I've written about self-image and profile-based social networking, but haven't really applied it to lifestreaming. Of course lifestreaming apps like Twitter also mirror us back to ourselves -- indeed, it would be strange if we didn't see our own tweets alongside others. The production of a self-image online is essential to how lifestreaming works, and why. But oddly enough, original activity feeds weren't posted by users at all.

Facebook can be given credit for having popularized the feed: activity, news, status. Activity and news most of all (Yahoo and Friendster each had shout outs, as did many social networks have a mood option (even blogs have had mood options for inclusion with posting). But Facebook was feeding us system messages (still does). It's Facebook's inspired way of making the site seem more active than it is. Everything a user does is captured, recorded, and considered for re-telling. So in Facebook's case, it often is not the user doing the talking, but the system doing the talking: Facebook was the chamber, and Facebook was the echo.

It is easy to bundle applications together because they use the same forms, or contents. All feeds are not the same, and all lifestreaming services are not the same. Their use of activity streams, status updates, commenting, and variations on posting, etc., suggest common design and architecture in many cases, yes, but these commonalities may conceal substantial differences. A system message that reports on my activity, as in Facebook, doesn't appear to me as something I've said and I won't relate to it as if it were speech. Nor is it addressed to anyone in particular, either. But as it's produced by the system, it may have meta data, and embedded media types, that are better structured than what I may have used in writing/tweeting.

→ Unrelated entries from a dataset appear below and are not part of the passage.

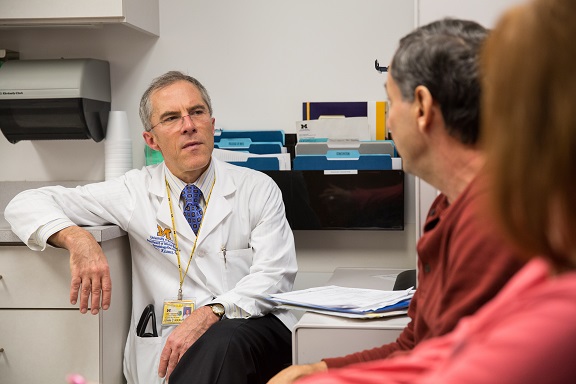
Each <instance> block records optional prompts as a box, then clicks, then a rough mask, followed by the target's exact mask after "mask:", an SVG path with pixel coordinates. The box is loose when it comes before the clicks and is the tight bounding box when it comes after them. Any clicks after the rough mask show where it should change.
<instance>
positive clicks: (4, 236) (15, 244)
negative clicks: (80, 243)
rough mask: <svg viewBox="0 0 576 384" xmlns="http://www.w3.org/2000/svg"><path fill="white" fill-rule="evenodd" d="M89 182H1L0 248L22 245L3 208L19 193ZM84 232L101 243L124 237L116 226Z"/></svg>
mask: <svg viewBox="0 0 576 384" xmlns="http://www.w3.org/2000/svg"><path fill="white" fill-rule="evenodd" d="M90 182H91V181H65V182H57V181H54V182H42V181H3V182H0V211H2V216H1V217H0V246H1V245H24V243H23V242H22V241H21V240H20V239H19V238H18V236H16V235H15V234H14V232H12V230H11V229H10V224H8V222H7V221H6V219H5V218H4V208H5V207H6V205H7V204H8V202H9V201H10V200H11V199H12V198H13V197H14V196H16V194H18V193H19V192H21V191H24V190H26V189H31V188H40V187H43V186H47V185H63V186H66V187H74V186H77V185H83V184H87V183H90ZM86 230H88V232H90V233H91V234H92V236H94V238H95V239H96V241H98V242H103V241H107V240H112V239H115V238H117V237H121V236H125V235H126V232H125V231H124V230H122V229H120V228H119V227H118V226H116V225H103V226H95V227H86Z"/></svg>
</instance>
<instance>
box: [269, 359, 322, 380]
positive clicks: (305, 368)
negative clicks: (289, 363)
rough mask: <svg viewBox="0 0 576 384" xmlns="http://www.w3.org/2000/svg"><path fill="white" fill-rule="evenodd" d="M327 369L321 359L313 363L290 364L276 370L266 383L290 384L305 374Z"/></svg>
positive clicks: (305, 374)
mask: <svg viewBox="0 0 576 384" xmlns="http://www.w3.org/2000/svg"><path fill="white" fill-rule="evenodd" d="M327 370H328V366H327V365H326V363H325V362H323V361H319V362H318V363H314V364H306V365H291V366H289V367H288V368H285V369H283V370H282V371H280V372H278V373H277V374H276V376H274V377H273V378H271V379H270V381H268V384H291V383H294V382H295V381H296V380H298V379H301V378H303V377H305V376H308V375H311V374H313V373H316V372H325V371H327Z"/></svg>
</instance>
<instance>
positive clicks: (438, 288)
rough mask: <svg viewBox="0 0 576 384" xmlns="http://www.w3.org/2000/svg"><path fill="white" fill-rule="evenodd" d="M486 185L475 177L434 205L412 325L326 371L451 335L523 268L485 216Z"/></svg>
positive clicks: (413, 298) (373, 357) (425, 231)
mask: <svg viewBox="0 0 576 384" xmlns="http://www.w3.org/2000/svg"><path fill="white" fill-rule="evenodd" d="M486 189H487V188H486V187H484V186H483V184H482V182H481V179H480V178H477V179H476V180H474V181H473V182H472V183H470V185H468V187H467V188H466V189H465V190H464V191H463V192H462V194H461V195H460V196H458V198H457V199H456V201H454V202H453V204H451V205H450V204H449V203H448V200H447V198H446V196H444V195H440V196H438V197H437V198H436V200H435V201H434V203H433V204H432V206H431V208H430V211H429V212H428V218H427V219H426V223H425V225H424V234H423V235H422V237H421V239H420V240H419V242H418V246H417V250H418V286H417V290H416V293H415V294H414V297H413V298H412V302H411V303H410V307H409V309H408V316H410V318H411V319H412V321H411V322H410V323H409V324H408V325H407V326H406V328H405V329H404V330H403V331H402V333H401V334H400V336H399V337H398V339H397V340H396V341H395V342H394V343H390V344H386V345H383V346H381V347H377V348H373V349H369V350H365V351H361V352H357V353H353V354H350V355H347V356H344V357H337V358H326V359H323V360H324V361H325V362H326V364H327V365H328V368H337V367H342V366H345V365H349V364H353V363H359V362H364V361H370V360H377V359H383V358H387V357H389V356H390V355H392V354H395V353H403V352H406V351H409V350H411V349H412V348H414V347H415V346H416V344H418V343H420V342H421V341H423V340H426V339H430V338H433V337H437V336H440V335H443V334H445V333H448V332H450V331H451V330H452V329H453V328H454V327H455V325H456V323H457V322H458V320H459V319H460V318H462V317H464V316H467V315H470V314H472V313H474V312H476V310H477V309H478V308H480V307H481V306H482V305H483V304H484V303H486V302H487V301H489V300H490V299H491V298H492V297H493V296H495V295H496V293H497V292H498V291H499V290H500V289H501V288H502V287H503V286H504V284H505V283H506V282H507V281H508V279H509V278H510V277H511V276H512V275H513V274H514V273H515V272H516V271H518V269H520V268H521V266H522V265H523V262H521V261H520V259H519V258H518V255H517V254H516V253H515V251H514V250H513V249H512V248H511V247H510V246H509V245H508V244H507V243H506V242H505V241H504V240H503V239H502V237H501V236H500V235H499V233H498V231H497V228H496V226H495V225H494V224H493V223H491V222H489V221H488V220H487V218H486V217H485V216H484V215H483V213H484V212H485V209H484V208H485V205H484V204H483V202H484V199H485V197H486Z"/></svg>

The matter of who's talking might read like a matter of small print and footnotes, but consider the fact that in lifestreaming apps all content is posted by users, and all content is intended by users. In lifestreaming apps users can talk by writing, recording, sharing, and so on -- the applications increase our ways of talking. But in all cases they are still about talk. Facebook, by contrast, is about the aggregating content around an audience (call it graph or network). User activity is documented in feeds -- it's not conversational but is informational (informative).

On a site like Facebook, as commanding a lead it has in the market, members need not be encouraged to lifestream. Facebook provides social utility even to low-participation users. It offers a broad number of application types as well as pages, groups, and of course profile-centric activity. But lifestreaming services, on the other hand, do have to encourage participation. Talk needs to be sustained, as well as user attention. Hence Friendfeed's integrated commenting, and close attention to supporting commenting.

Friendfeed are on opposing ends of the spectrum of talk tools-- Friendfeed at the conversational end of talk, Facebook at the profile end of talk. However, Friendfeed could build up profiles around conversation and talk. Being page-based, though, Friendfeed can do what Twitter likely won't: build up social navigation and content organization around page-based social media conventions. Friendfeed can build up social practices that sequentially extend value to those users who prefer lifestreaming to profile-based networking.